C. G.: «Entrambe le cose. Questi ragazzi desiderano le stesse cose che desiderano i loro coetanei, i coetanei borghesi. Nella società dei consumi tu desideri degli oggetti che sono costosi, desideri un’apparenza. Sono cose che riguardano il nostro presente. Lì, però, l’unico mezzo che i ragazzi hanno per ottenere ciò che desiderano è attraverso la criminalità, attraverso la pistola. La metafora di Saviano è la pistola come lampada di Aladino. Il mio protagonista è un idealista, è uno che vuole portare il bene nel quartiere, solo che non ha gli strumenti per capire il sistema.

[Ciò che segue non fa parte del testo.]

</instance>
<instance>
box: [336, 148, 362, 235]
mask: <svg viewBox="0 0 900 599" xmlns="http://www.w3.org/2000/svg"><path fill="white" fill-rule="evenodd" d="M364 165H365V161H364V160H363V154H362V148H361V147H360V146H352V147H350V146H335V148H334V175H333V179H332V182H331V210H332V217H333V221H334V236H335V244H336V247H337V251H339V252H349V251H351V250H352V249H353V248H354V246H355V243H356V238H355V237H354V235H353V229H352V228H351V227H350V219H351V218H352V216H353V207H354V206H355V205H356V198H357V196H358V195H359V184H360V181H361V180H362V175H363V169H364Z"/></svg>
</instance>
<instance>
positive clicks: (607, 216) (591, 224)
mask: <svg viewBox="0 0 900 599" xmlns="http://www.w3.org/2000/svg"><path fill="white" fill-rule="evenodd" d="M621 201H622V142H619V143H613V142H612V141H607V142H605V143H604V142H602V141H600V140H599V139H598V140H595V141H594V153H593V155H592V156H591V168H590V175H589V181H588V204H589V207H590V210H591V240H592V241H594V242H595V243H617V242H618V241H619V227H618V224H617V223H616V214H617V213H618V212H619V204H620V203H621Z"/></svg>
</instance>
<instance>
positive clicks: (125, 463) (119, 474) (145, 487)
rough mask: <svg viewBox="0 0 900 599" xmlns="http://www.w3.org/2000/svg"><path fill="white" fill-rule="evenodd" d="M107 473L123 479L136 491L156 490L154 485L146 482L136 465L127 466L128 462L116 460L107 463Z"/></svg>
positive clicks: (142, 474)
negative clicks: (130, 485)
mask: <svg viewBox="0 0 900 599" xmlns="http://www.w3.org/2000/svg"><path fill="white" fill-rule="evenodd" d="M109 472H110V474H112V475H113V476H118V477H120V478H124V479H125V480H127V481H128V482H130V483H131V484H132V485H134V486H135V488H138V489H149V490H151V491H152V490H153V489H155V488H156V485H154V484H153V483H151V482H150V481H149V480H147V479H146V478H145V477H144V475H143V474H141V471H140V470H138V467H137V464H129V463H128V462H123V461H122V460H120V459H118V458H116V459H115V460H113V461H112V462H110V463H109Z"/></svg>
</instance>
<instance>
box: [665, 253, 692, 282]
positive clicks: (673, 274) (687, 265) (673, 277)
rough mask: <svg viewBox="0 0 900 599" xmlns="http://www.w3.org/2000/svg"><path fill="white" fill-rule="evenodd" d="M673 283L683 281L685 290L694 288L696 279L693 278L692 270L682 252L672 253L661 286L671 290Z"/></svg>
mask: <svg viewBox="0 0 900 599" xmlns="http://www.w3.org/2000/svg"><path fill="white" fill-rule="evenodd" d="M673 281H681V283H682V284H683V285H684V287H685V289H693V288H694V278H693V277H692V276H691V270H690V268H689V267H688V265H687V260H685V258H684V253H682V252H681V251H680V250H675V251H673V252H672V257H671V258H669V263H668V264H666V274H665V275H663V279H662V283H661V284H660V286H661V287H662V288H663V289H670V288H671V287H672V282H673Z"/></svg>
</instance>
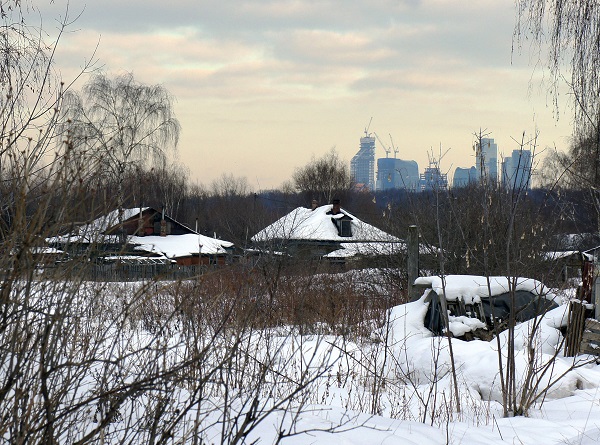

Si chiama proprio sistema quello della criminalità, e quindi le sue azioni sono circoscritte all’interno di un sistema. Un sistema da cui non c’è via d’uscita. In un luogo diverso probabilmente Nicola avrebbe fatto del bene. In quel contesto la sua scelta è l’unica possibilità di crescita».
Questo è il tuo terzo film legato all’adolescenza, al genere coming of age, che cosa ti spinge a raccontare queste storie? Senti una affinità particolare verso questi personaggi?
C. G.: «Intanto spero di fermarmi! Spero di non farne un quarto. Quando ho fatto il secondo dicevo, ora basta. Invece no, ne ho fatto un’altro, non si sa mai. Comunque sono delle storie in cui racconti dei ragazzi che devono fare una scelta e capire cosa è il bene e cosa è il male. È una cosa che gli adulti, si presuppone, abbiano già fatto. La seconda cosa è che racconti un’età della vita in cui i sentimenti vengono vissuti in maniera assoluta, l’amore e l’amicizia sono qualcosa per cui si vive o si muore. Questo rende il tutto estremamente cinematografico, ma anche reale. Il motivo principale, poi, è il discorso morale. Hai sempre a che fare con l’innocenza, anche quando racconti delle scene criminali, anche quando metti in mano le armi, anche quando fai vedere dei reati. Questi reati, che per la legge sono reati (ma io non faccio il giudice), hanno qualcosa a che fare con il gioco e con l’incoscienza. Questo sentimento te lo dà solo quell’età. Se tu fai vedere dei quarantenni che giocano con le armi è la realtà. Se fai vedere dei ragazzini che giocano con le armi riconosci una poesia, una dolcezza, che è tragica».